There's a nice packaging thing you do...
On Wed, Jan 13, 2010 at 2:05 PM, Paul Johnson <pauljohn32 at gmail.com> wrote:
Hello, Dirk (and everybody): I have Ubuntu on some systems and I notice there's a very nice thing you do with your R packages. ?The system is setup so that packages installed from deb go into /usr/lib/R, while packages built from scratch by root go into /usr/local/.., and if the user runs install.packages(), then it gets dumped into the user's own account.

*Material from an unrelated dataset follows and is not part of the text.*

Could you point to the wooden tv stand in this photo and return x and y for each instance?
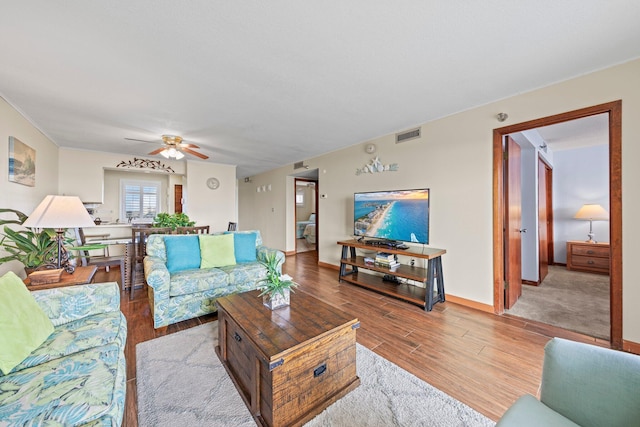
(423, 297)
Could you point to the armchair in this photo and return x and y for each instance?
(582, 385)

I'm much more familiar with RedHat/Fedora systems, and they don't have that approach built in. ?I've not tried to install a package on an RPM based system as an ordinary user lately, but in the old days it failed because user's can't write in /usr/lib. ?I am certain the RPM based systems don't segregate packages installed from RPM and built by root with install.packages.
Interesting that you bring this up. I can confirm this (lack of) behavior on RedHat atleast.
From the *NEW FEATURES* section under *CHANGES IN R VERSION 2.5.0* of
http://www.cran.r-project.org/src/base/NEWS If 'lib' is not specified or is specified of length one and the chosen location is not a writable directory, install.packages() offers to create a personal library directory for you if one does not already exist, and to install there. If I understand correctly, this "feature" is not an artifact of a distribution specific packaging. It irks me how an rpm installation (I can talk of RedHat 5.4 only) blatantly ignores this, even to this day (R 2.10.0)! And I fail to understand how/why, especially when R_LIBS_USER is very specifically hardcoded in /usr/lib64/R/etc/Renviron (for x86_64)!!! (Anyway, this is not the appropriate list for discussing any solution.)